Hypertension and renal transplantation

Hippokratia 2001, 5(2):51-60

G. Vergoulas


Hypertension after renal transplantation contributes significantly to the cardiovascular death of adults and children. Initially there was a debate about the effect of hypertension on renal graft survival. Recently, however, it has been proved that there is a significantly negative correlation between the levels of systolic and diastolic arterial blood pressure and the long term graft survival6. The negative effect of systolic blood pressure was present even if the diastolic blood pressure was less than 90 mmHg. The prevalence of hypertension is 75-80 % among renal transplant recipients in the immediate post transplant period in the cyclosporine era, while in the precyclosporine era it was 45-50%. The factors causing hypertension after renal transplantation can be discriminated in graft endogenous and exogenous.

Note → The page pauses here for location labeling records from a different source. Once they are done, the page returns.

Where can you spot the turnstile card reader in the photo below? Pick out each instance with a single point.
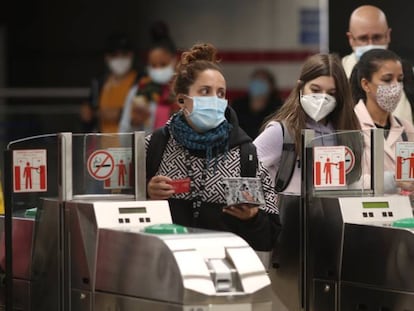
(116, 265)
(356, 257)
(382, 211)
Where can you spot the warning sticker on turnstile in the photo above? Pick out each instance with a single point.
(100, 165)
(404, 168)
(29, 170)
(349, 160)
(122, 175)
(329, 167)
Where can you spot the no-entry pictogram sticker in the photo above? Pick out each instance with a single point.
(29, 170)
(123, 171)
(100, 164)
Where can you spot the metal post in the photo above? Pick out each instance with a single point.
(66, 183)
(377, 161)
(140, 166)
(65, 168)
(306, 192)
(8, 208)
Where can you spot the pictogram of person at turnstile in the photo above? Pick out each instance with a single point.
(327, 169)
(411, 167)
(27, 175)
(122, 171)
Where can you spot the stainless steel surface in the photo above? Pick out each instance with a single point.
(357, 264)
(47, 276)
(165, 270)
(109, 302)
(286, 271)
(22, 240)
(140, 166)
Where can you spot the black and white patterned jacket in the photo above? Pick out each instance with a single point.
(260, 232)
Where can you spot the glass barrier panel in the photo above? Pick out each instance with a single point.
(336, 162)
(34, 170)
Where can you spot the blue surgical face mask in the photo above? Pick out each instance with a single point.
(208, 112)
(258, 88)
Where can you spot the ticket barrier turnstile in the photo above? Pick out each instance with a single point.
(116, 266)
(37, 259)
(356, 259)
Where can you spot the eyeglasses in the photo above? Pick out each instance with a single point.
(374, 39)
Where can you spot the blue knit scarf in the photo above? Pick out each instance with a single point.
(213, 140)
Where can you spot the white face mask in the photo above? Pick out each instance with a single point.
(360, 50)
(317, 105)
(388, 96)
(161, 75)
(120, 65)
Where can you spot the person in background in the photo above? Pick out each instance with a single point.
(368, 29)
(377, 85)
(150, 103)
(204, 146)
(261, 100)
(103, 110)
(321, 101)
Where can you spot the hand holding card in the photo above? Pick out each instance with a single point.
(243, 190)
(181, 185)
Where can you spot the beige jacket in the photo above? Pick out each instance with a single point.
(394, 136)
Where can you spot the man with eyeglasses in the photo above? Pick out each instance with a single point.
(368, 29)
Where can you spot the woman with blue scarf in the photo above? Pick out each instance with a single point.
(203, 149)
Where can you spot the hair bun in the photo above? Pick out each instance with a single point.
(203, 51)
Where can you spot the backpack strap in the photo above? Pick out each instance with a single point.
(287, 160)
(403, 134)
(248, 160)
(155, 150)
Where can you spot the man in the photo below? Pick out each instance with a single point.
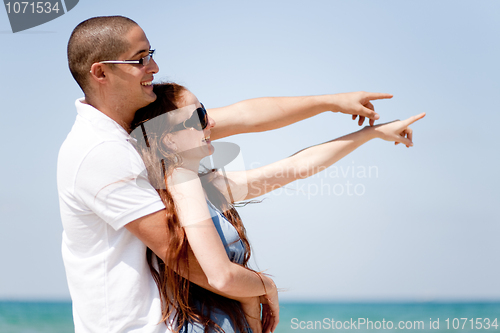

Hypertension of renal graft recipients is multifactorial and usually these patients have more than one cause of hypertension . During the immediate post transplant period, the positive balance of sodium and water, the acute tubular necrosis, the acute obstruction of the ureter, the acute rejection and the hypercalcemia9 have been incriminated as causes of hypertension. Hypertension after the first transplant trimester is related to corticosteroid, cyclosporine and FK506 use as well as chronic allograft rejection.